Friday, July 25, 2008

July 25, 2008: WSJ Letters to the Editor

I've been reading the Wall Street Journal for years, and I've never seen better letters published on the issue of income taxes. From July 25, 2008 newspaper:

By Sim Pace, from Arlington, VA--the spirit of Jefferson shines bright:

"[T]he top 50% of taxpayers paid 97.1% of income taxes in 2006...Isn't that the well-known definition of democracy, the poorest 51% of the population tyrannizing the richest 49%? I suspect Sen. Obama would like to see the pendulum swing even further and have the top third of taxpayers pay all the income taxes, then the other well-known definition of democracy will have been validated: two wolves and a lamb voting on what to have for dinner.

By Bruce Kebbekus from Hotchkiss, CO:

It should be mentioned that letting about half the citizens escape and pay no income taxes will lead, and probably has already led, to voter disinterest and bad government. Too many have no stake in the game.

By Harold Arkoff from Calabasas, CA:

California...receives back from Washington a smaller percentage of income taxes than it pays. A greater burden is placed on the local population to pay for state services which must be paid for by other sources of revenue..."Their fair share" can have more than one meaning. Is California getting a fair share?

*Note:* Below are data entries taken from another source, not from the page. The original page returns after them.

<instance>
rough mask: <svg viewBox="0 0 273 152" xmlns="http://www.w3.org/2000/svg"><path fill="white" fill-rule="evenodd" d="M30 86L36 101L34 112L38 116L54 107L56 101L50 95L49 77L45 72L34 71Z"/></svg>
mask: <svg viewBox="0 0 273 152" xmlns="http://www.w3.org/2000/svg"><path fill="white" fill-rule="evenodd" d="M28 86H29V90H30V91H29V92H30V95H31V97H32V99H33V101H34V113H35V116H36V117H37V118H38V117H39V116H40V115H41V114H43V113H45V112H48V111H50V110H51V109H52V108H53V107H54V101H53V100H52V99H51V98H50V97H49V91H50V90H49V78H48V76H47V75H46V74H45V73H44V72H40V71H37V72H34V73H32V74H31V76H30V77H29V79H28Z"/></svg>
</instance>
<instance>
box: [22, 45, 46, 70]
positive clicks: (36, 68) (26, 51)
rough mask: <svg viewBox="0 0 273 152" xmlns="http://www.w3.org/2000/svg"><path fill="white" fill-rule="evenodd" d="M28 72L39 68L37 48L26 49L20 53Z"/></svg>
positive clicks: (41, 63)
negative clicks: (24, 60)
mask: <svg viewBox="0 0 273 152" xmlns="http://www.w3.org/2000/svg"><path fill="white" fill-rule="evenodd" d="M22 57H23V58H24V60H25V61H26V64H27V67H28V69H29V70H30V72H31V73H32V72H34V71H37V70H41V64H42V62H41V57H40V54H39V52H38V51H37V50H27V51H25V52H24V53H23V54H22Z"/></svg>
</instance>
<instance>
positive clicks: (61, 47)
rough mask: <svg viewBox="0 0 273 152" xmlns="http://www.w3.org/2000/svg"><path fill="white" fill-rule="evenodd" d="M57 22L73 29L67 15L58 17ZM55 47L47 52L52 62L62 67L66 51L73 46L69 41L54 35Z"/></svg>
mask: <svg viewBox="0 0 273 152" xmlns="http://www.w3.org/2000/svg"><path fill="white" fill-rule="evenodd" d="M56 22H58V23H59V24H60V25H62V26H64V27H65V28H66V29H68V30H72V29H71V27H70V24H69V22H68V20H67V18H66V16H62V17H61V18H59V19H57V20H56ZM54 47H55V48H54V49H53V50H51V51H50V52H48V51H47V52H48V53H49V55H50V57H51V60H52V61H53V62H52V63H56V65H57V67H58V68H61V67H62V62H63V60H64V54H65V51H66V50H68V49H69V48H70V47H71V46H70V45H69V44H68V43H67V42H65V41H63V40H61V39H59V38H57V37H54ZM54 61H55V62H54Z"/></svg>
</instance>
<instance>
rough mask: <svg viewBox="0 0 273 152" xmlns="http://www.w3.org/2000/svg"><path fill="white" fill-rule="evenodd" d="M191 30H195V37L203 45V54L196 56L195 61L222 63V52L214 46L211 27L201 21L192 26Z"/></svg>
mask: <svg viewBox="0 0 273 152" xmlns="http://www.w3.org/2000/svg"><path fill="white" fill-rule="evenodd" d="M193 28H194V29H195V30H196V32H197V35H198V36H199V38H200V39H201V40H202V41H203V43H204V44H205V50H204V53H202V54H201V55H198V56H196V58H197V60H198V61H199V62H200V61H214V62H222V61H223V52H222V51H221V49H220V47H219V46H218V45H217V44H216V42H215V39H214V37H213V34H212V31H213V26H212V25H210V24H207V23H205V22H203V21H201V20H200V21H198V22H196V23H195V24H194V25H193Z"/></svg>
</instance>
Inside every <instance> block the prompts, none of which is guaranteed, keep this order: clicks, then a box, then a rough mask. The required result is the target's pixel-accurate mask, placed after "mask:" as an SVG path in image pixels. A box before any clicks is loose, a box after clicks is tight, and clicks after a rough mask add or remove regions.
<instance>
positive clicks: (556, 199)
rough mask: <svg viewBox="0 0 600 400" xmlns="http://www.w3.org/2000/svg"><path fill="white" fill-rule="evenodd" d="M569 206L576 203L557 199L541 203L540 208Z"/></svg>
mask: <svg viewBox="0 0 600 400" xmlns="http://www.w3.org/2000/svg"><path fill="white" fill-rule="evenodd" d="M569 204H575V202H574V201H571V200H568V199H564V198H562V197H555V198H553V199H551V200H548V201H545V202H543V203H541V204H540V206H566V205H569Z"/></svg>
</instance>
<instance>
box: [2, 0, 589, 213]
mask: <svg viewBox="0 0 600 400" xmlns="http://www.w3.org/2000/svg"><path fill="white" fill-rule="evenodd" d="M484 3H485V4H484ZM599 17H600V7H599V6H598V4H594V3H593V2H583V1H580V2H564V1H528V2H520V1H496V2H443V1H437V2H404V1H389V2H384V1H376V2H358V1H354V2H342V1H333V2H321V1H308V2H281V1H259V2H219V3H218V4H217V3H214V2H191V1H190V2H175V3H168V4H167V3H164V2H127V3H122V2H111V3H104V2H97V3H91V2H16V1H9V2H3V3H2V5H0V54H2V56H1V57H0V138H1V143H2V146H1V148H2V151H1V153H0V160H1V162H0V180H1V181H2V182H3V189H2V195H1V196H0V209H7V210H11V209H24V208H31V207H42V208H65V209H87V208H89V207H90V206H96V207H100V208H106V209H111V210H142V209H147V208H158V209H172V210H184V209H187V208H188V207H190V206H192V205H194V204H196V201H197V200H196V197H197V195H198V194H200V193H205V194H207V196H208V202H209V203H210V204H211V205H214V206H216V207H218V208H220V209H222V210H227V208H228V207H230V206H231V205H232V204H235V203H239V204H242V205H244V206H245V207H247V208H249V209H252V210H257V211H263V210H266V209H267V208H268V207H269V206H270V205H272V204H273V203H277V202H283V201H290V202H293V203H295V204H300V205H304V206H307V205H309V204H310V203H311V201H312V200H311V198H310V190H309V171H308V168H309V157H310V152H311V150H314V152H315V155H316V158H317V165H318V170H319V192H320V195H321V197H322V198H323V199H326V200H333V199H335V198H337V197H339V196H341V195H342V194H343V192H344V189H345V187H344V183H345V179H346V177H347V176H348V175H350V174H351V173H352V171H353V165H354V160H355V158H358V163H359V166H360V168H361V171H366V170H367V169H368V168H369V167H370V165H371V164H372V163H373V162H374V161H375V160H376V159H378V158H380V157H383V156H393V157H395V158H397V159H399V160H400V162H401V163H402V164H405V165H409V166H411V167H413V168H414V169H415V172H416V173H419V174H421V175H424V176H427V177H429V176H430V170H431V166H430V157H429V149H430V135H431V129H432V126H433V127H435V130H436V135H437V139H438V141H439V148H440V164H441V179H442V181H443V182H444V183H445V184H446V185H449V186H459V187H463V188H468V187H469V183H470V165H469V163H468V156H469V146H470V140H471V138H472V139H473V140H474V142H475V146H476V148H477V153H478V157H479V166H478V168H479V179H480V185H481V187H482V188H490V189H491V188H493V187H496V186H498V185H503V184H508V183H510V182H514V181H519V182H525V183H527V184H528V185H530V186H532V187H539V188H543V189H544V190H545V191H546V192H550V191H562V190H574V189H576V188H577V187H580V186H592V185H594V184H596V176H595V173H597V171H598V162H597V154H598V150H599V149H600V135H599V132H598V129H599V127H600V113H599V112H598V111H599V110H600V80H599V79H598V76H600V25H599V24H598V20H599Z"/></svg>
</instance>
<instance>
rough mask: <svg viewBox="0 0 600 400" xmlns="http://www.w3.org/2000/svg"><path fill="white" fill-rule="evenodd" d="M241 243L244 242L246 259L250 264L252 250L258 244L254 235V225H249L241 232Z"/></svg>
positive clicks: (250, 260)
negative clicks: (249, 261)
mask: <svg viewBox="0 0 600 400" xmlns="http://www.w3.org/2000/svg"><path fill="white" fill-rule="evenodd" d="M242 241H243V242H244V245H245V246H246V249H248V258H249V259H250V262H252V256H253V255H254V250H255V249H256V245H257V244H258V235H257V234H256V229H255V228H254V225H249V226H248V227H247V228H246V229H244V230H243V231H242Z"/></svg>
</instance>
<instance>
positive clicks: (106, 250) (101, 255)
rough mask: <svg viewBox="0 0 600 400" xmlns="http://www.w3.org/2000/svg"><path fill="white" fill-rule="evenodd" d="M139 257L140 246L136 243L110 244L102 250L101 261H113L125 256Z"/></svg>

What do D.C. and Delaware produce? They are usually in the highest brackets in terms of per capita GDP by state. See

Delaware has attracted almost all the major banks to its state by having a pro-business platform. Also, most of us didn't elect the Delaware Chancery Court to decide economic legal issues, but its opinions make waves nationally in business matters. This small state and D.C. have made themselves epicenters of influence despite their unimpressive physical statures (D.C. is a swamp after all).I t's commendable to see a small state and a district attract so much business and influence. At the same time, one wonders why California and Texas citizens don't project themselves as well as these smaller entities. Is this a case of Lennie and George, as Mr. Arkoff implies in his letter?